Wednesday, March 21, 2007

Am I Creepy?

Ok! Ok! Ok! I admit It, I'm almost 31 years old. I have a wife, a mortgage and I save money for retirement. From time to time I also donate money to non profit groups both because it is the right thing to do and a tax break. One of the groups I give money to is my Alma Mater, which any college educated American should do.

Not only does it contribute to the education of those who come after you, but it helps the school in it's rating and bonding processes to have a high rate of alumni participation. When they say any size gift helps, they mean it. It's like casting a vote for the place where you got your education.

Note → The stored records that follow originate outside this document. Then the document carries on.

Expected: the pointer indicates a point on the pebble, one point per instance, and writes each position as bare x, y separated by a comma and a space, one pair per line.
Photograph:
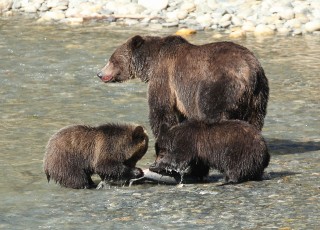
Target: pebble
260, 18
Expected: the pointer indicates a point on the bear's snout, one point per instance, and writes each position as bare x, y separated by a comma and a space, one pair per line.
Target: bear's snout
100, 74
154, 167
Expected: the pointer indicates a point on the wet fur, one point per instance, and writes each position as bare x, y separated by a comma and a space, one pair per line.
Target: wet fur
235, 148
74, 153
210, 82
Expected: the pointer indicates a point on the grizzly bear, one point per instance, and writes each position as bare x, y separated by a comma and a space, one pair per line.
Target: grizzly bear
234, 147
211, 82
76, 152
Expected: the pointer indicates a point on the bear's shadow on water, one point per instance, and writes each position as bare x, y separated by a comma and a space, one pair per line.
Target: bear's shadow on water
282, 147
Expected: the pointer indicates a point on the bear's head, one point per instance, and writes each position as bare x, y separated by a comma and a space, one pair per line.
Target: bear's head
171, 155
139, 57
122, 65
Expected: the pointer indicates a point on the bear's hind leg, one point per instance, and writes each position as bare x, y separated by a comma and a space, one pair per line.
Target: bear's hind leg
76, 179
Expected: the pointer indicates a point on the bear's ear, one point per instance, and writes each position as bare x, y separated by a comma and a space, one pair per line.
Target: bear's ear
136, 42
138, 133
164, 128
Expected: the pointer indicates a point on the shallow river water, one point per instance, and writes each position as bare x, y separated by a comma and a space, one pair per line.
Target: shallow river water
47, 81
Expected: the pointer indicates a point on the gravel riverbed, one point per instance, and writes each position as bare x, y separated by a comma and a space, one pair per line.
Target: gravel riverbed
238, 18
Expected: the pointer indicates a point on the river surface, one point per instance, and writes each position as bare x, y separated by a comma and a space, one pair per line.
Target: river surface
48, 81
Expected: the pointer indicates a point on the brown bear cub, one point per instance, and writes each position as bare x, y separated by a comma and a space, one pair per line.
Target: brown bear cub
76, 152
209, 82
235, 148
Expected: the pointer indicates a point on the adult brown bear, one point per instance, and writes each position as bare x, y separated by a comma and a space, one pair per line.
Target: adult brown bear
212, 82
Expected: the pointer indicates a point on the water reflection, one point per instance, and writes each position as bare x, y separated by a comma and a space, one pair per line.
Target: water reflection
47, 81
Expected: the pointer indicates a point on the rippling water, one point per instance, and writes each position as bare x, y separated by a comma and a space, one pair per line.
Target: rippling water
47, 81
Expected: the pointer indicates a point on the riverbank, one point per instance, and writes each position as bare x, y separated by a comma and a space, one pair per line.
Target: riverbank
237, 18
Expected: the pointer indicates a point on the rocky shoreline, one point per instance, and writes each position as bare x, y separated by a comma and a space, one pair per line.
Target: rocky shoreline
237, 18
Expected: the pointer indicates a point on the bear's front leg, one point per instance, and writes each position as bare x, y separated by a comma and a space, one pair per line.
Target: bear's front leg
161, 108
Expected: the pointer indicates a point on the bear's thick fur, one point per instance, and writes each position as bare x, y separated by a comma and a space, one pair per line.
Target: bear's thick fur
212, 82
235, 148
76, 152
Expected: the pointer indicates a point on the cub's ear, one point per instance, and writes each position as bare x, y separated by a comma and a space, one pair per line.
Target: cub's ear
138, 133
164, 128
136, 42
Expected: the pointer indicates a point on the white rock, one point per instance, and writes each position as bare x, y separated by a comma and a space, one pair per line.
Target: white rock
226, 17
56, 3
154, 4
248, 26
30, 9
5, 5
53, 15
313, 25
293, 23
73, 21
212, 4
237, 34
286, 13
204, 20
182, 14
236, 21
188, 6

Each dollar we give to our alma maters helps to improve the school so that the whiny, coddled brats of today can have flat screen TV's in the student union and state of the art libraries, gyms and smart classrooms. Unfortunately they don't seem to like it when we're around, even if we're bringing them better facilities. At least one such brat is upset that we didn't get to improving the school faster. You see, he only got to use the brand new multi-million dollar gym and fitness center for one year. Which is of course one year longer then any of the people who dug deep in their pockets to pay for it.

In his article in the student news paper, Adam ZeDouche (not his real name) makes a lot of far reaching and uninformed statements about his school and my alma mater. One look at this numb-nuts and you figure he may just be mad at the world because in 4 years on campus no girls has ever played with his junk, which is enough to make any dork awfully rankled.

Most of what he said was just classic nonsensical urban legend, like our school going from a College to a University which will never happen, but has been talked about as an imminent change since I was a Freshman. That was all just a sign of someone not doing his homework, and I can't figure out why. It's not like this guy was spending the night drinking and fucking... cause that's not on his agenda.

He complains that no one has ever heard of the school, outside our small city. One wonders why Captain Fuck Stick chose to come to this school no one had ever heard of? Would Harvard and Georgetown not return your calls, just like every girl you've ever felt all funny inside about? Some of us who have actually been out in the real world for internships and jobs have been doing a great job enhancing the reputation of the school. We've also run into the people who have graduated before us and started the process of making our little affordable school more well known.

I guess he doesn't appreciate the work we've done, or the reputation that we have helped to earn for the school. Why? Because we are creepy. "The only chance we'll have to wander though the new Humanities Center will be as creepy alumni" he says bemoaning the fact that he won't be able to take a class in this fantastic retrofitted building. A building, by the way, that was our shitty old workout center, pool, and gym when I was on campus, and that also housed the bookstore before our great new one was built my sophomore year.

That's called progress, and sometimes the only way you get to see the progress is after you've graduated. You walk around campus with your college friends and reminisce about what things were like when you were there. If that makes us creepy already then I'm running out and getting a trench coat so I can start flashing people. I might as well earn it, something this kid will have to become familiar with once he's out in the big, bad world. Douche!